Stamler rejected a proposal for a six-day rock festival to be held in the summer of 1970 on a 400 acres site in Walpack Township in Sussex County, leading to the passage of standards for similar events that requires planning for traffic and safety between the organizers and local authorities, and sets limits on duration. Stamler stated that any positive benefits from such an event must be weighed against the "health, safety and welfare of the young, and the potential harm to the public".

In March 1971, Stamler allowed a suit challenging a mandatory sex education curriculum at Parsippany-Troy Hills School District by Roman Catholic parents who argued that the program violated their First Amendment rights to free exercise of their religion. Stamler rejected the district's claim that a significant majority of parents had supported the program and allowed the suit filed by the parents to proceed, saying that the protections afforded under the First Amendment would be unnecessary if majority rule would prevail in such circumstances, noting that the protections were intended to protect the religious freedoms of "the one person who is sincere in a conscientious religious conviction".

A 1972 judgement against United States Mineral Company of Stanhope, New Jersey that assessed a fine of $250,000 for emitting excessive air pollution on 360 days in a single year was the largest such fine assessed against a polluter of this kind in the United States to that point.
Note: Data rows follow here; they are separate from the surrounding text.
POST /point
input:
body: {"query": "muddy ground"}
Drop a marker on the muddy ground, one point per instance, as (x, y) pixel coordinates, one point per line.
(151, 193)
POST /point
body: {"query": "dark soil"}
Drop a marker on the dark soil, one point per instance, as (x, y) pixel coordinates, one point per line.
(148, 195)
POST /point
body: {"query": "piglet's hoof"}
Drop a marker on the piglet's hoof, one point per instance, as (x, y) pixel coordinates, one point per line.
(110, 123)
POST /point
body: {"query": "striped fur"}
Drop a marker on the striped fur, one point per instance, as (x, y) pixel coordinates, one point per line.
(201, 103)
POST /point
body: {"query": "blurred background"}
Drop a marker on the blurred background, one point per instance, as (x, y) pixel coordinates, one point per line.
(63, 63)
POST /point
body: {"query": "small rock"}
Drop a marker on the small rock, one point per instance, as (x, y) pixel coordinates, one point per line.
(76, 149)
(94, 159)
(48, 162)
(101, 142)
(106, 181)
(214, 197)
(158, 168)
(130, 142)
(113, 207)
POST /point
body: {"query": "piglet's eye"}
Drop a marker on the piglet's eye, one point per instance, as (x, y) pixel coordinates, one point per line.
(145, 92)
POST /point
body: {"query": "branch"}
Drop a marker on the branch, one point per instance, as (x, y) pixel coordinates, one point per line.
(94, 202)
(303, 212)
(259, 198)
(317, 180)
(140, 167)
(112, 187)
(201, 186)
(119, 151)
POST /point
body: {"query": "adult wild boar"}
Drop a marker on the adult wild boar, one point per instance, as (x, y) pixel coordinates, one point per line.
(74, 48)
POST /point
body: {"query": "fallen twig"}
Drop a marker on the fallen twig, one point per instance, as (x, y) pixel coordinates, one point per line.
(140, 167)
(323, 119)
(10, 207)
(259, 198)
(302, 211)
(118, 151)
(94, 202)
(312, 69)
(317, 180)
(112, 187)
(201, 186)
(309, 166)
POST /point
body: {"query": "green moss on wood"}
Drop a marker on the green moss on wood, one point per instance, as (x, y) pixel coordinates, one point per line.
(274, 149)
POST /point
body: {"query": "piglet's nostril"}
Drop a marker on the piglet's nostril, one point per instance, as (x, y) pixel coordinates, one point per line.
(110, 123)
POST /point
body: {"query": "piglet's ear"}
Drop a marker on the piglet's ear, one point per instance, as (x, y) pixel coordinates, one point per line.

Even after suffering two strokes and being advised by his doctors that he should leave the bench, he delayed his retirement by two years, saying that his judicial role was one that he "enjoyed more than anything else in the world." He left Superior Court in April 1973 and was regarded by The New York Times as having "handed down decisions of both statewide and national impact".

==Life after the bench==
Judge Stamler developed a program in Connecticut for youthful first offenders that allowed them to learn about the law by participating in moot court cases and led a program that was intended to allow the public learn more about the judicial system by visiting courts.

==Personal life==
A resident of the Stony Creek section of Branford, Connecticut, Stamler died at the age of 86 on October 16, 1998, after what was described in his obituary as a "long illness". He had maintained a second home there since his days as a judge and would write opinions there, in addition to relaxing by fishing and lobstering. He was married to Lillian Spitzer Stamler and had two sons, Joseph Jr. and Paul, in addition to three grandchildren, Abbi, Reed and Theodore. Stamler's brother Nelson was a Republican Assemblyman and State Senator, who also served in Superior Court. His nephew, John H. Stamler, served three terms as prosecutor in Union County. The John H. Stamler Police Academy in Union County is named in his memory, for which he fought.